The City of Morgan Hill, as Successor Agency to the Morgan Hill Redevelopment Agency, will issue about $88 million in bonds in order to refund the Agency’s outstanding 2008 variable-rate tax allocation bonds, according to City staff.
The amount includes about $73 million of tax-exempt bonds, and about $15 million in taxable bonds, City staff said. The City has appointed Morgan Stanley as senior manager and De La Rosa & Co. as co-manager for the transaction.
The bonds will be used to refinance the Successor Agency’s remaining obligation on bonds issued by the RDA in 2008, City staff said. With the RDA shut down as of Feb. 1, 2012, the bond payments and other obligations transferred to the Successor Agency, which is run by the City Council.

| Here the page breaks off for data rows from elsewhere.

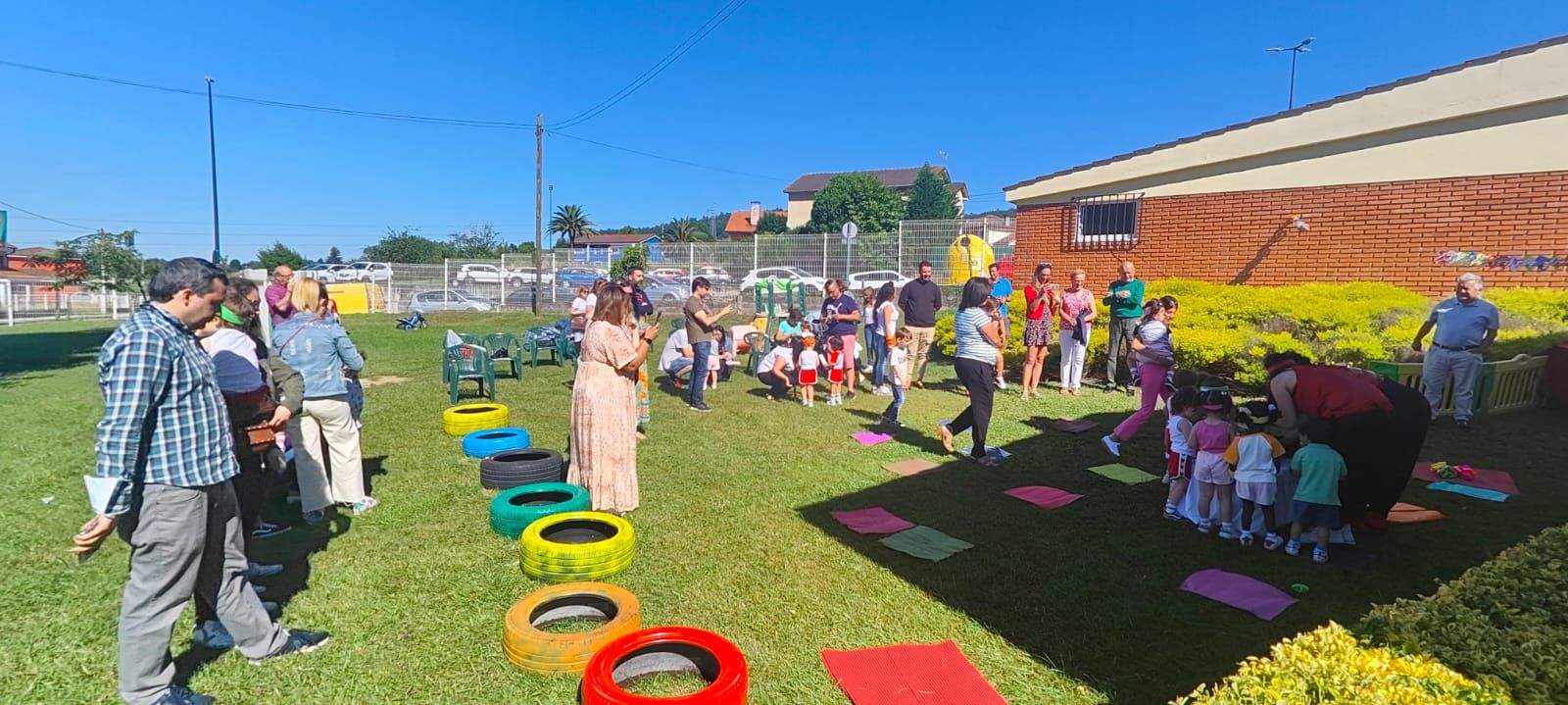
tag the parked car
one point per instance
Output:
(875, 279)
(574, 277)
(788, 274)
(366, 272)
(449, 300)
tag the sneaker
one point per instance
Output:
(184, 696)
(300, 641)
(263, 571)
(269, 529)
(212, 634)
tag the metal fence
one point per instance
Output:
(956, 248)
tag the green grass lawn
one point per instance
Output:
(1065, 606)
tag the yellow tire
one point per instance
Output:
(577, 545)
(543, 652)
(466, 418)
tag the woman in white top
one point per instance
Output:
(882, 323)
(979, 336)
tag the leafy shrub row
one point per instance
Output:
(1505, 619)
(1329, 666)
(1227, 330)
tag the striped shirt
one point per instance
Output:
(164, 415)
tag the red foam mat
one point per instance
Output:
(909, 674)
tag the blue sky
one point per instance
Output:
(1007, 90)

The bonds issued in 2008 – roughly $100 million worth – have mostly been spent on public infrastructure, downtown improvements including the Third Street Promenade and downtown property purchases for further redevelopment. The City plans to use the remaining 2008 bond proceeds – about $25 million worth – to continue efforts to improve the downtown, and to upgrade the South County Wastewater facility.
The $73 million worth of refunding bonds the City is in the process of issuing will be long-term, fixed-rate bonds, City staff said. The original 2008 bonds are set to be repaid on a short-term, variable-rate schedule.

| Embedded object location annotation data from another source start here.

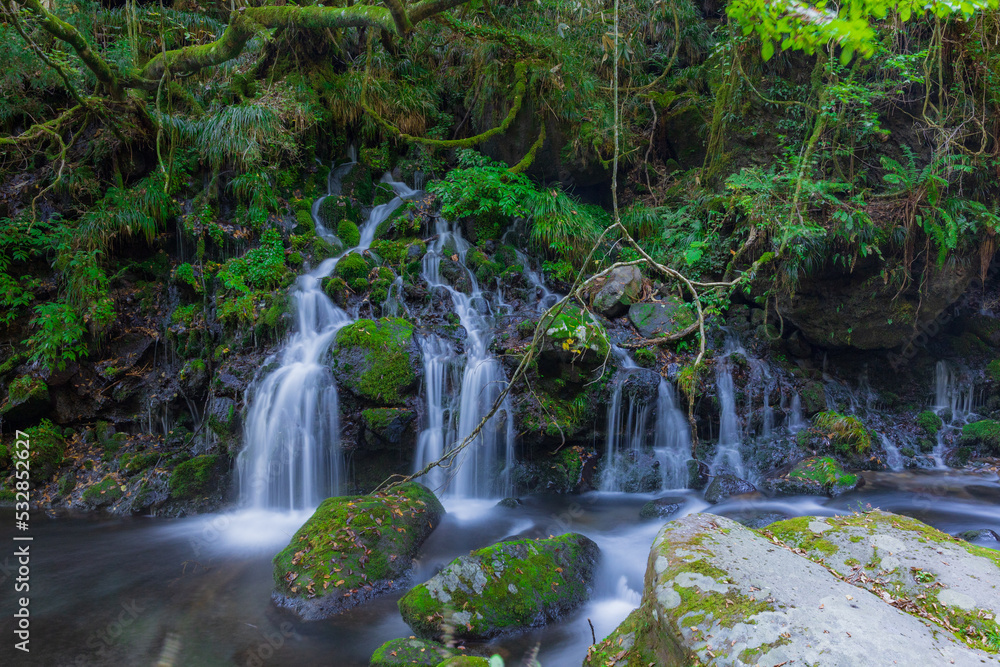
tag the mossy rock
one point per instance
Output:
(406, 652)
(195, 477)
(27, 399)
(351, 267)
(388, 426)
(984, 434)
(348, 233)
(505, 587)
(845, 435)
(930, 422)
(817, 476)
(106, 492)
(374, 359)
(354, 548)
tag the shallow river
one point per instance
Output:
(196, 591)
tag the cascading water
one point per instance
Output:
(727, 455)
(292, 456)
(483, 468)
(626, 426)
(672, 442)
(438, 358)
(953, 402)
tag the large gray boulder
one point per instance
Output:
(663, 318)
(506, 587)
(718, 593)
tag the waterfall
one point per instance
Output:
(953, 402)
(438, 356)
(894, 459)
(796, 421)
(672, 442)
(727, 455)
(291, 458)
(483, 468)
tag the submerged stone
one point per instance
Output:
(352, 549)
(717, 593)
(726, 486)
(411, 653)
(502, 588)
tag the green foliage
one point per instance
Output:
(929, 422)
(194, 477)
(127, 213)
(984, 433)
(348, 233)
(788, 24)
(105, 492)
(58, 336)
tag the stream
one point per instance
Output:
(196, 590)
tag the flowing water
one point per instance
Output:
(200, 586)
(291, 457)
(482, 469)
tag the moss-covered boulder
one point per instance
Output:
(718, 593)
(819, 475)
(27, 399)
(195, 477)
(352, 549)
(502, 588)
(376, 360)
(611, 295)
(726, 486)
(411, 652)
(663, 318)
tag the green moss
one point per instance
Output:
(984, 433)
(105, 492)
(929, 422)
(24, 388)
(826, 471)
(354, 542)
(846, 434)
(194, 478)
(645, 357)
(379, 366)
(352, 266)
(348, 233)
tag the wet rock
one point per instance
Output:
(612, 295)
(712, 597)
(797, 346)
(376, 360)
(661, 508)
(352, 549)
(819, 475)
(981, 535)
(662, 318)
(758, 519)
(223, 418)
(726, 486)
(698, 474)
(411, 652)
(506, 587)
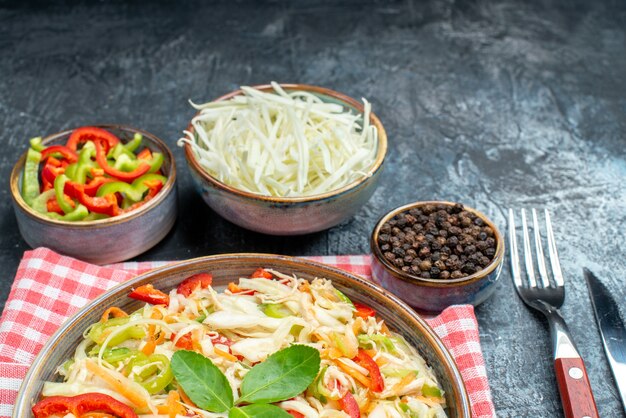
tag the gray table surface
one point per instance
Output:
(492, 104)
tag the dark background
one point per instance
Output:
(492, 104)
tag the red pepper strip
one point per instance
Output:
(349, 406)
(364, 360)
(101, 159)
(261, 273)
(90, 133)
(363, 311)
(50, 172)
(185, 342)
(46, 185)
(68, 154)
(82, 404)
(92, 187)
(145, 154)
(147, 293)
(53, 162)
(107, 204)
(187, 286)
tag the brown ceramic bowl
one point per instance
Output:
(224, 269)
(434, 295)
(106, 240)
(291, 215)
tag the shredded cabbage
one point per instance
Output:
(286, 144)
(235, 332)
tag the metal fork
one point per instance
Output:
(547, 296)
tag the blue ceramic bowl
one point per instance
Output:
(398, 316)
(434, 295)
(291, 215)
(106, 240)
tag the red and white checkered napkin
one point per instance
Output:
(49, 288)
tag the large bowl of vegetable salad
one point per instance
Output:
(285, 159)
(102, 194)
(245, 335)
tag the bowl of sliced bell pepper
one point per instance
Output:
(102, 194)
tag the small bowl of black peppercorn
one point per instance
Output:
(437, 254)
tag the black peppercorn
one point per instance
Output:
(437, 241)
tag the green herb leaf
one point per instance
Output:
(283, 375)
(258, 411)
(202, 381)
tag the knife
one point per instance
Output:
(611, 328)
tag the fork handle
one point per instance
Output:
(574, 387)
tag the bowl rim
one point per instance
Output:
(16, 173)
(407, 277)
(381, 151)
(462, 405)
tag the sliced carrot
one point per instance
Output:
(129, 389)
(224, 354)
(113, 310)
(429, 401)
(234, 288)
(405, 381)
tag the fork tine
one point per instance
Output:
(528, 256)
(515, 268)
(541, 263)
(554, 255)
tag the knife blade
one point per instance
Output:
(611, 328)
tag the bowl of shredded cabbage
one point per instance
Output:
(285, 159)
(244, 335)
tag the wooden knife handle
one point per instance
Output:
(574, 387)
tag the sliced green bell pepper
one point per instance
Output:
(40, 203)
(127, 164)
(276, 310)
(156, 377)
(134, 191)
(30, 179)
(100, 331)
(59, 187)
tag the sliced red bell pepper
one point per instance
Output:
(185, 342)
(50, 172)
(82, 404)
(106, 205)
(377, 384)
(67, 153)
(363, 311)
(90, 133)
(53, 206)
(144, 154)
(349, 405)
(187, 286)
(147, 293)
(128, 177)
(261, 273)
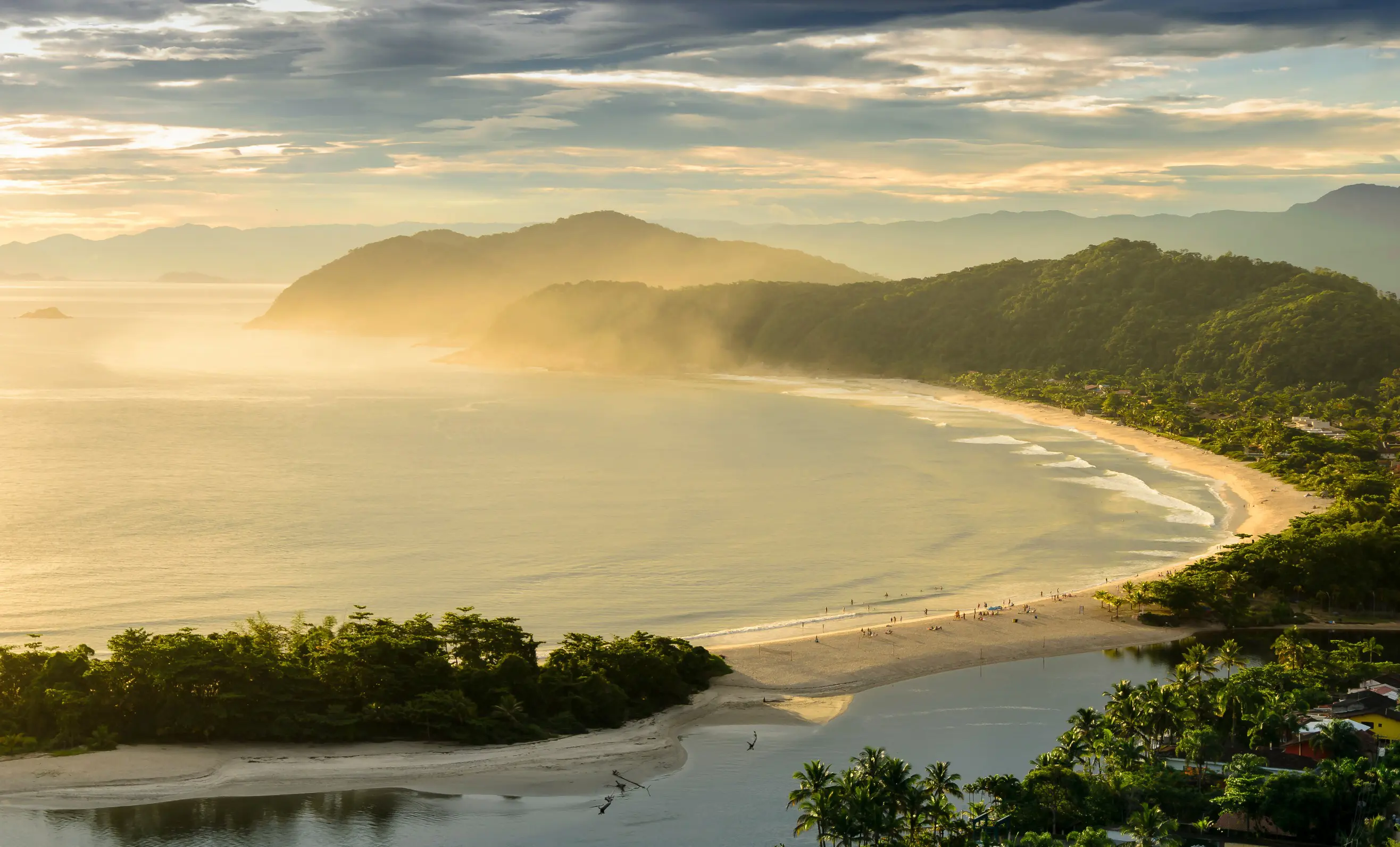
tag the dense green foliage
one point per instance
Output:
(1341, 559)
(1111, 768)
(1120, 307)
(466, 678)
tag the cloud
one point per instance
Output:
(825, 108)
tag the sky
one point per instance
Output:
(121, 115)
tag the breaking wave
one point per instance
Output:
(1128, 485)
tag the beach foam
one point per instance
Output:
(1128, 485)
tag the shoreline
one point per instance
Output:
(810, 680)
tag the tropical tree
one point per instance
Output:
(812, 799)
(1150, 828)
(1230, 657)
(1337, 740)
(1293, 649)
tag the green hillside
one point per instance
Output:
(446, 284)
(1120, 307)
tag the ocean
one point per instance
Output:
(161, 467)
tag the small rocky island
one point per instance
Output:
(49, 313)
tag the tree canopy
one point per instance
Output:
(465, 678)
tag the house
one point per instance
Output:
(1316, 426)
(1386, 685)
(1303, 744)
(1371, 709)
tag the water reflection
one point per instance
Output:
(241, 817)
(983, 720)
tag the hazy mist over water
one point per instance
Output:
(161, 467)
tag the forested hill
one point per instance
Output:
(1122, 306)
(441, 283)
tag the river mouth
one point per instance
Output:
(982, 720)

The bond refinancing will allow the City to pay off the remaining 2008 obligations over the next 20 years at “historically quite low fixed rates – instead of being forced to pay them off over the next six years…on an accelerated” schedule, according to Morgan Hill Finance Director Kevin Riper.

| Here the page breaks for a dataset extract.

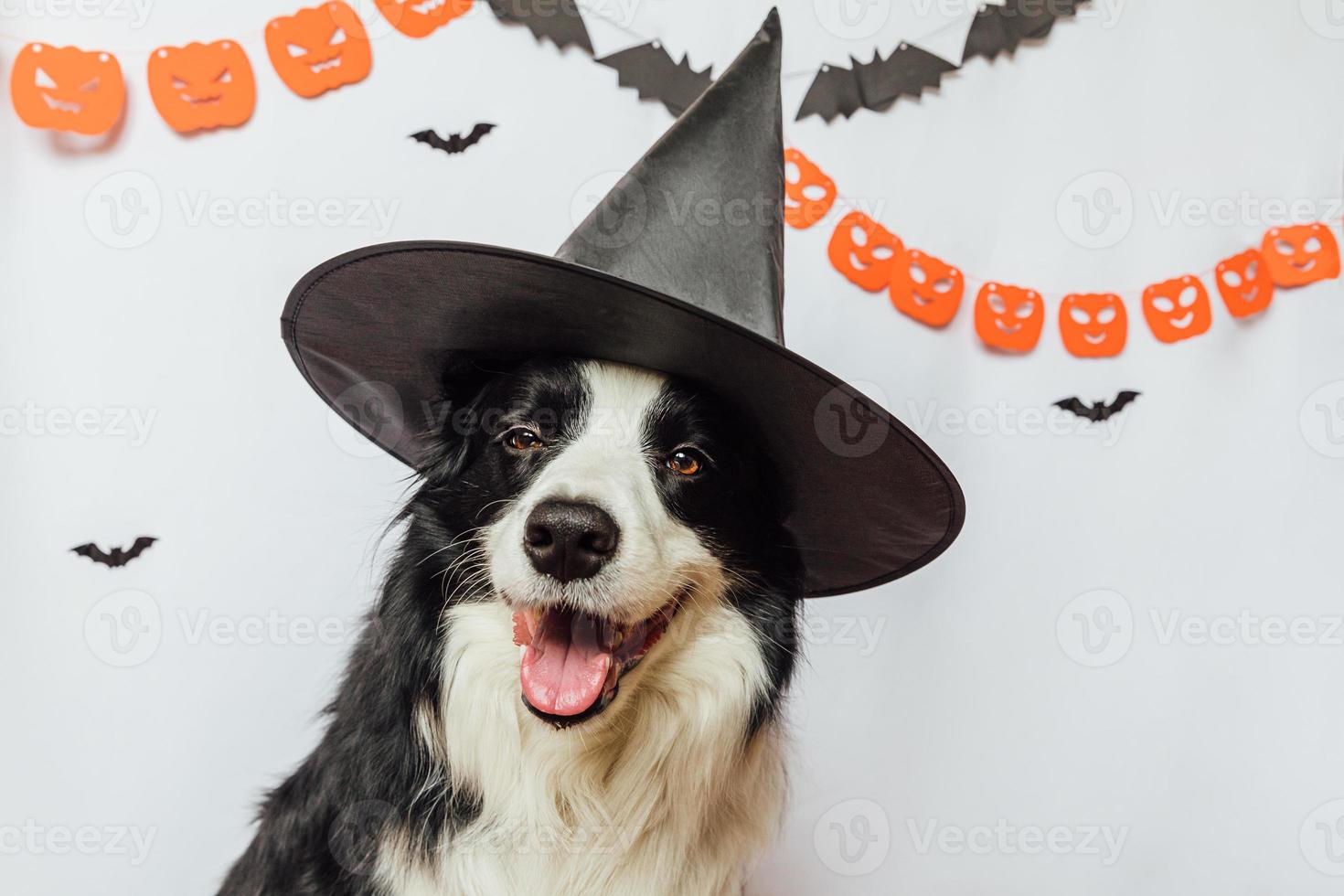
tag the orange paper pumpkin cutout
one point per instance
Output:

As a result, the City and other taxing jurisdictions – including the Morgan Hill Unified School District, Santa Clara County, Gavilan College, local libraries and the state general fund – will be able to make better and more immediate use of the RDA’s former share of property tax dollars to provide basic services, Riper explained. Without refinancing, “every last dime” of that annual income (about $22 million) would be spent on repaying the original 2008 bond issue.
Though the City will end up paying more in overall interest on the refunding bonds, the transaction is necessary as the letter-of-credit provider for the 2008 bonds is going out of business, Riper added.
The “preliminary official statement” for the new bond issue will be published Friday, City staff said.